I’m really not a hoarder. I have moved too much to hang on to a lot of things – it’s just more junk to pack up and move when it’s time to pack up and move. For those of you “regulars” to my blog, you know that our family has packed up and moved a bunch: we went from Tampa to Texas to Costa Rica to Spain back to Tampa from 1999-2007. Lots and lots of boxes those years. Lots of garage sales. I have gotten rid of toys, games, dishes, sheets, even an antique rocking chair (still kicking myself over that one) and a kitchen table my husband spent months refinishing.

But I am having a really hard time getting rid of these shoes…

Spanish shoes (2)

I bought these shoes just a few months before we left Spain. They weren’t all that expensive. I bought them at a store called “El Campo” – kind of like a K-Mart. But they were cute, and I have worn them quite a bit over the past six years. I have worn them in the rain and they have gotten wet. They stretched out so much that my feet slip out of them when I walk. The insides, once soaked, dried and cracked, scraping the soles of my feet as they slide out. And still, I can’t get rid of them. Not because I couldn’t find another pair. I could. But these are from Spain – they lived in my cute little walk-in closet in our piso in Madrid. I don’t have any other wardrobe items from Spain. I have souvenirs, pictures, but that’s not the same.

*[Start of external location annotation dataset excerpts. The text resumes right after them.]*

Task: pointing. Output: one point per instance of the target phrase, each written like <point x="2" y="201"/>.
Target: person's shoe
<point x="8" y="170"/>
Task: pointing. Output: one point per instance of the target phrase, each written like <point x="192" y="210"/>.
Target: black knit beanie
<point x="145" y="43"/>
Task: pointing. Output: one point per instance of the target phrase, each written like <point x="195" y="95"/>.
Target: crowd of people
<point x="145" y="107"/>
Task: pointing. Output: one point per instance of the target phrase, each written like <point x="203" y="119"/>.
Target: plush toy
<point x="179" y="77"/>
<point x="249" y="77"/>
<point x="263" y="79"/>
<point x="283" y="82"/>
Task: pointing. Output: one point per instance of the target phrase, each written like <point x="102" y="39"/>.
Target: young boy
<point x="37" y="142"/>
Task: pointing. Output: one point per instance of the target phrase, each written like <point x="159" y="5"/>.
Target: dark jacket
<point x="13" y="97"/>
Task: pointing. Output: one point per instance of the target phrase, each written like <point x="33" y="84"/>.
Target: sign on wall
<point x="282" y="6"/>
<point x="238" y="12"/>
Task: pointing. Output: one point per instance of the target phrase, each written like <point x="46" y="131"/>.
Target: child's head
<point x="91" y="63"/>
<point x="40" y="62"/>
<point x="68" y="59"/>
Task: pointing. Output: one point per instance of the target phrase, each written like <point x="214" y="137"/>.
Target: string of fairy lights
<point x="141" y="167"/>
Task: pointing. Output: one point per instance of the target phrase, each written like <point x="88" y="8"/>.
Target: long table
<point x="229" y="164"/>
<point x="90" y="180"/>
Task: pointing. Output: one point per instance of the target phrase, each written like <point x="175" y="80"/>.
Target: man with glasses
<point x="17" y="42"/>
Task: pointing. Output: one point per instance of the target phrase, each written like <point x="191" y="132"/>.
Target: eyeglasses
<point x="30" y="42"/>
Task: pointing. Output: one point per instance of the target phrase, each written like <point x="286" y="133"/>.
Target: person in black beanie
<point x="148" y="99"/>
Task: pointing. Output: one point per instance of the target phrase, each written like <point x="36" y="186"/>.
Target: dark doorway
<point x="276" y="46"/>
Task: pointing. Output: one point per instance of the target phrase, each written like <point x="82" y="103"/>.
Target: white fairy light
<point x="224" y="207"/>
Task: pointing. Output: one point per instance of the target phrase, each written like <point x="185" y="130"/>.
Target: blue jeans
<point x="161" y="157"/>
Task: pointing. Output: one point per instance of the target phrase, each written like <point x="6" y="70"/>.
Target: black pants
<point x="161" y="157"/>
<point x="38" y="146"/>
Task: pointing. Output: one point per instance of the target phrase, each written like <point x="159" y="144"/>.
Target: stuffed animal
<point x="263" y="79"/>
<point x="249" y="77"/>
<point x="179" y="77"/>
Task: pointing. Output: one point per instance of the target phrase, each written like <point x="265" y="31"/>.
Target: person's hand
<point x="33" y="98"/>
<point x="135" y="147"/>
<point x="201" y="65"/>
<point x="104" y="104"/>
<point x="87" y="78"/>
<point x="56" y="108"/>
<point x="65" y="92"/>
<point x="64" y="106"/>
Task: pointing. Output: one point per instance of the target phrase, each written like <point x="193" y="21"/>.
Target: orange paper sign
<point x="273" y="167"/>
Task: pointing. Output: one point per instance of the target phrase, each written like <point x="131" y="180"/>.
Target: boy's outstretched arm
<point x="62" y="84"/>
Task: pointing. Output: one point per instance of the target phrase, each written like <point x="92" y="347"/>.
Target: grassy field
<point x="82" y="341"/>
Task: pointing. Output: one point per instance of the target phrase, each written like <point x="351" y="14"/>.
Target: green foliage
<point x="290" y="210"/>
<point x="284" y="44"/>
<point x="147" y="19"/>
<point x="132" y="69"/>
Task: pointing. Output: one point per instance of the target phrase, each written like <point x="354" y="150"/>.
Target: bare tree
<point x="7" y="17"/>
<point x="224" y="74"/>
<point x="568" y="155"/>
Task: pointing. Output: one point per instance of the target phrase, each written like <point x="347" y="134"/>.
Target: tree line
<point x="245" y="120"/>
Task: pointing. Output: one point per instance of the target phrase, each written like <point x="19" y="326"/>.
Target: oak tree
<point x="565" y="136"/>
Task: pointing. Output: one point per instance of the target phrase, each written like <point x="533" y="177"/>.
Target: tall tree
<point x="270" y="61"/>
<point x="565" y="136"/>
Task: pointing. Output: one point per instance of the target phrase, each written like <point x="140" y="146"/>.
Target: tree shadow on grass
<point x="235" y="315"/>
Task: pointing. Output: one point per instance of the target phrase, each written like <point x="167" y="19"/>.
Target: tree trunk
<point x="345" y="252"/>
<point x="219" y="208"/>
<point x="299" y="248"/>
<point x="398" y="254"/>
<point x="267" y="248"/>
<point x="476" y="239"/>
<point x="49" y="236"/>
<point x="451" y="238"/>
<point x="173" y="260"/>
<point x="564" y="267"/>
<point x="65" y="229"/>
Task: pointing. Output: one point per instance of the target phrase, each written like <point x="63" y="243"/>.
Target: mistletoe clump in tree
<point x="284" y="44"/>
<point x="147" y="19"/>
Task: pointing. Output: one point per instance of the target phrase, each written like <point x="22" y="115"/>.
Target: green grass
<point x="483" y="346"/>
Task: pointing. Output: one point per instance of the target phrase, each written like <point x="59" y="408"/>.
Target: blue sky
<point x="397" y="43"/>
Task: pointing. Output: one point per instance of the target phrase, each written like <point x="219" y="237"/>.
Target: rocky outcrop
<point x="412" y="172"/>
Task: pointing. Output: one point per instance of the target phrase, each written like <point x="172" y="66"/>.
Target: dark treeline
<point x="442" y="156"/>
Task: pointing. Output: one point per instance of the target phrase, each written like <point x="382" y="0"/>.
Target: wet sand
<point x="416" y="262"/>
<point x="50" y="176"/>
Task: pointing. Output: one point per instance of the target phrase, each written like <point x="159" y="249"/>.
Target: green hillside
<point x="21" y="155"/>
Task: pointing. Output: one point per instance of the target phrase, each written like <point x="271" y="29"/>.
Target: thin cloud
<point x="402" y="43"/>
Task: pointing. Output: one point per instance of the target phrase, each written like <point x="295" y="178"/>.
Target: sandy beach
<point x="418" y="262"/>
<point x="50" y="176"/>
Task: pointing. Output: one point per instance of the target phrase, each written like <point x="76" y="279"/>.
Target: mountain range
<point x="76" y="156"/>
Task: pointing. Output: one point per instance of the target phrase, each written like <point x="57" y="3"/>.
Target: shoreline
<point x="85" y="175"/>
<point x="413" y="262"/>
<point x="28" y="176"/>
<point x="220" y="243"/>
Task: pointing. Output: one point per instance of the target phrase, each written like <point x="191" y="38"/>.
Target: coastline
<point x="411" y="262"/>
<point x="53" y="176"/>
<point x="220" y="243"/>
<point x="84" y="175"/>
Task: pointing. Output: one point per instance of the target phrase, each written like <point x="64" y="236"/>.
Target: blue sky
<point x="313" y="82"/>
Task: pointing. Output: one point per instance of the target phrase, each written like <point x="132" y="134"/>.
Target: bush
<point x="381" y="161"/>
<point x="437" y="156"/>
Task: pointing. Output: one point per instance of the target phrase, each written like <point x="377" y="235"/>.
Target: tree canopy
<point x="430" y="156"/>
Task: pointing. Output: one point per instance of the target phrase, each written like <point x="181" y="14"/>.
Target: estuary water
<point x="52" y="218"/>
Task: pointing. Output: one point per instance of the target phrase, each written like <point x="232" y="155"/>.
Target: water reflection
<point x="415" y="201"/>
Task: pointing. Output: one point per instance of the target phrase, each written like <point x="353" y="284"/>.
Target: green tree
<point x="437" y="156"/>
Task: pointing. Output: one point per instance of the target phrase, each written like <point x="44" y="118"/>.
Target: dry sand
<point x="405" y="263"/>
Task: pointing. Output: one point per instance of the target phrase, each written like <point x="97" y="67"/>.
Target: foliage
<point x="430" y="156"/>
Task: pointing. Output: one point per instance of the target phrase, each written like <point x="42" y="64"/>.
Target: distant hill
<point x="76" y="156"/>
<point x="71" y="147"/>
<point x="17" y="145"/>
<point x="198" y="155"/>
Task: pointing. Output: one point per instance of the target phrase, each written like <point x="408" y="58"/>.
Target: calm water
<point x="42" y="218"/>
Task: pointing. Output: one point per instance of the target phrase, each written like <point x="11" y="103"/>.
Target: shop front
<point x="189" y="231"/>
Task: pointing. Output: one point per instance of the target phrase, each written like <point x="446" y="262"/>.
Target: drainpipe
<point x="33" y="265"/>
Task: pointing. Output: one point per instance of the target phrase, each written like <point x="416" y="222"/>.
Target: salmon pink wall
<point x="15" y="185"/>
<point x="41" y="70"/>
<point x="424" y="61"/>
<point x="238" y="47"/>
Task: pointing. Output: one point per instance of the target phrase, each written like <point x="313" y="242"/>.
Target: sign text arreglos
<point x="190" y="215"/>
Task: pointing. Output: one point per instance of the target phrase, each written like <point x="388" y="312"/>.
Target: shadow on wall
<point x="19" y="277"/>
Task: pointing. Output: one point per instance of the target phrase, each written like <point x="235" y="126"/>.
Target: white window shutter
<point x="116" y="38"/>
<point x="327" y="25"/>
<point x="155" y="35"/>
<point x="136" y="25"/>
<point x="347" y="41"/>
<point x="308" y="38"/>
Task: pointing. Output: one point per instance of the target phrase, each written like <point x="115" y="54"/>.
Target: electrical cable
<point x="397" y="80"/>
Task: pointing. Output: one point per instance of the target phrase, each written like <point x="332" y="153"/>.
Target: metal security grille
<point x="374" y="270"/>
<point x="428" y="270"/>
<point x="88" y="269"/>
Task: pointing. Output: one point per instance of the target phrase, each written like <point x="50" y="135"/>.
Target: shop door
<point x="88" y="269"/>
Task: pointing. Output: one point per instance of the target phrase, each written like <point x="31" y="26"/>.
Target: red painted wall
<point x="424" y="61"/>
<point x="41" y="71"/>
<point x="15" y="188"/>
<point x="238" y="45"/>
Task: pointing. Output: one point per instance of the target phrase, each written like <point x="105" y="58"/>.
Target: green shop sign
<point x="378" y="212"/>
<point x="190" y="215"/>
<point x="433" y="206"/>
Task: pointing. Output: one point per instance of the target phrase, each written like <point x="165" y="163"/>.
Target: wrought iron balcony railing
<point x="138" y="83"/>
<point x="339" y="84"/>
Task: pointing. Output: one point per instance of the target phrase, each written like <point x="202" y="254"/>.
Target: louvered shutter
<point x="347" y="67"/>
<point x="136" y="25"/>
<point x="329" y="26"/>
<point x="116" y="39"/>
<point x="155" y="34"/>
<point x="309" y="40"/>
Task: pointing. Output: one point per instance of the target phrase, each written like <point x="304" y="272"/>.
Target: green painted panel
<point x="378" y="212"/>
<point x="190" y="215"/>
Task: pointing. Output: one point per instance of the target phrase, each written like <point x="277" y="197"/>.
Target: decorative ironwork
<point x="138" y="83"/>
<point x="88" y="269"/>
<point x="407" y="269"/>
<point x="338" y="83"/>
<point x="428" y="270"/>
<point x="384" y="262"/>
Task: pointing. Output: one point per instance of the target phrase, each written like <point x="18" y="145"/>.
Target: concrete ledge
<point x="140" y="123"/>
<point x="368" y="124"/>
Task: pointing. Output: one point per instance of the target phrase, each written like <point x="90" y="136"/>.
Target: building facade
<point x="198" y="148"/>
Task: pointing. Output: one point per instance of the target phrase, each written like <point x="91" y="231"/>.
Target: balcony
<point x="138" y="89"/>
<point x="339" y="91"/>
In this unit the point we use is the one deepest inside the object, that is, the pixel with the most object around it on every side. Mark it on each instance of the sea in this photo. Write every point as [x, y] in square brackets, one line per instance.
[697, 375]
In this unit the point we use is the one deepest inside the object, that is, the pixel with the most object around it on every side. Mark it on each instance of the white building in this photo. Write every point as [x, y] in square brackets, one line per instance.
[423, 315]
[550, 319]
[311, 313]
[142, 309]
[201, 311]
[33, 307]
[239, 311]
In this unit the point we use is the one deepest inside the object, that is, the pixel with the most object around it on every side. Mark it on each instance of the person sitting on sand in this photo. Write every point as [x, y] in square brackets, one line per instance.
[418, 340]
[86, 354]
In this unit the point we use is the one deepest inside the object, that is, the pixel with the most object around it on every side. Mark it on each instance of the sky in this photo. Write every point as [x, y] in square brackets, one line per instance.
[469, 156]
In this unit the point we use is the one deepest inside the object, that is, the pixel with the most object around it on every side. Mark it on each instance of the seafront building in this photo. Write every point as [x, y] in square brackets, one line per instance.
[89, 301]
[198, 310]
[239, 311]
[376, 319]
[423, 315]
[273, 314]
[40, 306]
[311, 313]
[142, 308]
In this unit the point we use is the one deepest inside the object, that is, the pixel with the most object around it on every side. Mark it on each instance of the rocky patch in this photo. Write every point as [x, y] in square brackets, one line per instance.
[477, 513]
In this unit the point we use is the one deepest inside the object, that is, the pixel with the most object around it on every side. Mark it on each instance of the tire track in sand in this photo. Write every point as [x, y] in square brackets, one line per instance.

And that’s why I’m having a hard time getting rid of them. It doesn’t feel like throwing away an old pair of shoes – I can do that. It feels like throwing Spain away. And I can’t do that. It has been six years, but that country got in my blood, the same way Texas did. It is part of me. And I am sad knowing so many years have passed since I lived there, that all I have left are my memories and some dusty souvenirs.

I get attached to places. Really attached. I sink my roots in deep, hang on tight, and when I am ripped away, I leave bits and pieces of myself behind.

I almost feel like the shoes need, not to be thrown in the trash, but to be buried. Would that be really weird? Burying shoes? OK, yes, it would. But it’s not the shoes…it’s the memories, it’s the country. I don’t want to throw Spain away. I want to remember it, my time there, the lessons God taught me there, the people He allowed me to meet there.

This is the tough part about moving a lot – knowing when to let go, what to let go, and how to hang on.